A Law Born in Fear, Extended in Arrogance
The Armed Forces (Special Powers) Act (AFSPA) was created in 1958 as an emergency provision for controlling an insurgency in the Northeast. It has been almost seventy years and now it is not the insurgency that is the problem, but the impunity given to the military as a means of controlling the political situation. While the AFSPA has not been dismantled during the rule of the BJP and Modi administration, it has been normalized. The Ministry of Home Affairs continues to publish extensions without parliamentary discussions, sunset clauses, or any sense of accountability. What should have been temporary, is now for the millions of citizens of Manipur, Nagaland, and Assam, a way of life for years to come.

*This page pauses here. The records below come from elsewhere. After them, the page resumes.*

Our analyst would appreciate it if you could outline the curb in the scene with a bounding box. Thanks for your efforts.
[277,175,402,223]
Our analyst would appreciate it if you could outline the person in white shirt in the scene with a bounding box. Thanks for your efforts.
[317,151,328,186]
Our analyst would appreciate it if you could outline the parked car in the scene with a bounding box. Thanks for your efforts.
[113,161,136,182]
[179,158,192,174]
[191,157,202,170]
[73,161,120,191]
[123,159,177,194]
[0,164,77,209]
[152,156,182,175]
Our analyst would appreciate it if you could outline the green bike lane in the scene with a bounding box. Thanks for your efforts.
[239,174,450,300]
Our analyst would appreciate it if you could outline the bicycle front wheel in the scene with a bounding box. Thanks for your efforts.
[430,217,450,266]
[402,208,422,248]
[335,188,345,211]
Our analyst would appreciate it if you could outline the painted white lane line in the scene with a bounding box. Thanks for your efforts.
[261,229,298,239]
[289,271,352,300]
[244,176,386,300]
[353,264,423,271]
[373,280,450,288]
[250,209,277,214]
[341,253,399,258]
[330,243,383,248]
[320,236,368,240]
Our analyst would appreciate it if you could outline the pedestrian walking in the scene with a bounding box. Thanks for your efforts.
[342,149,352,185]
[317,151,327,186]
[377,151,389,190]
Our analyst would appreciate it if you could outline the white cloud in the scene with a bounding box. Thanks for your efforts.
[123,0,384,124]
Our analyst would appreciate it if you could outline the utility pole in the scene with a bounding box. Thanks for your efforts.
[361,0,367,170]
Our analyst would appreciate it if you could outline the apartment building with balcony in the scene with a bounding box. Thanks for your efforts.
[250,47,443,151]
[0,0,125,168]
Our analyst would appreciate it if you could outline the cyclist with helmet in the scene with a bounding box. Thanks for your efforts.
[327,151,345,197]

The Oting Massacre: When Military Impunity Killed 13 Civilians
A convoy of troops from the Indian Army’s 21 Para Special Forces ambushed a group of coal miners who were returning home in a pickup truck on December 4, 2021 in the village of Oting in Nagaland. Thirteen civilians lost their lives. The soldiers’ information was incorrect. No officer in uniform has ever been tried for such a crime. This military impunity in its most extreme form not requiring any prior sanction from the Central Government, which is hardly ever accorded even to armed forces personnel under AFSPA. Instead of repealing or reforming AFSPA, the Modi government has resorted to cosmetic changes in the ‘disturbed areas’ in Nagaland and Assam, keeping the basic provisions of AFSPA and its culture of immunity unchanged.
Manipur in Flames: AFSPA as a Tool of Ethnic Suppression
In May 2023, ethnic violence broke out between the Meitei and Kuki communities in Manipur, resulting in a loss of life of more than 200.In May 2023, while the world was watching in horror, more than 200 people were killed in ethnic violence between Meitei and Kuki communities in Manipur with nearly 60,000 people forced to flee their homes. For 78 days, Prime Minister Modi kept his lips sealed shut. It was only when he spoke that it was a single generic sentence in Parliament. Meanwhile, AFSPA continued to be in effect in much of the state, which allowed that military impunity to continue even as the security forces faced allegations of selective action during the worst communal violence the state had experienced in decades. Human rights groups reported incidents of alleged complicity and inaction in protecting civilians. AFSPA is a structural blockage of accountability mechanisms. The law is not only designed to shield soldiers from prosecution, it also conveys a clear political message that the Central government has the authority to declare the Northeast as a war zone at its own whim.
Broken Promises: BJP’s Commitment to Remove AFSPA Was Always a Lie
The BJP has made several pledges to the people of the Northeast with regard to the AFSPA, which it has said it will review and remove. Home Minister Rajnath Singh had earlier,promised a phased withdrawal of the act in 2015. Ten years later, this promise is still not being realized. In 2022, the partial withdrawal of AFSPA from a section of the districts was touted as a grand development but it had been criticised as being ‘suspiciously’ before the State Assembly polls in Manipur, Nagaland and Assam. The BJP’s shameless use of AFSPA as an electoral tool while guaranteeing military impunity as a structural feature of the Northeast reveals its cynicism towards the region. The region is not seen as a part of India and given equal rights, but as a vote bank to be managed and a territory to be controlled.
The Human Cost: Decades of Trauma the Delhi Government Ignores
There has been a huge human toll, one that is well documented, but which is hidden behind the politics. The ‘Iron Lady of Manipur,’ Irom Sharmila, went on an 16 year long hunger strike to demand the repeal of AFSPA, one of the longest in history. She had to be fed by the state and was hardly noticed by New Delhi. Organizations like Human Rights Watch and Amnesty International have reported hundreds of extrajudicial killings, torture and forced disappearances in AFSPA zones. All of these cases are protected from the main stream of the justice system by the same impunity regime which Modi’s government is not ready to dismantle. It is a price which no other part of the country is asked to pay and year after year this government chooses to let it be paid in blood and dignity in the Northeast.
A Democracy Cannot Indefinitely Occupy Its Own People
India takes pride as the biggest democracy in the world. But the Armed Forces Special Powers Act is a contradiction at the core of that identity. A government that resorts to national integration as its policy and institutionalises military impunity in its border areas is not governing it, it is occupying it. The Modi government has been in power for more than a decade to take a decisive step on AFSPA. It has opted not to. Each piece of legislation is a political decision based on the idea that the security establishment is more comfortable than the rights of citizens in the Northeast. History will be unforgiving of leaders who failed to pay attention to their own people who are being governed by military boots and no ribbon-cutting of infrastructure nor election promises can conceal the basic defect of democratic leadership.
The Northeast deserves justice, accountability, and full constitutional rights — not endless extensions of a colonial-era law dressed up as national security.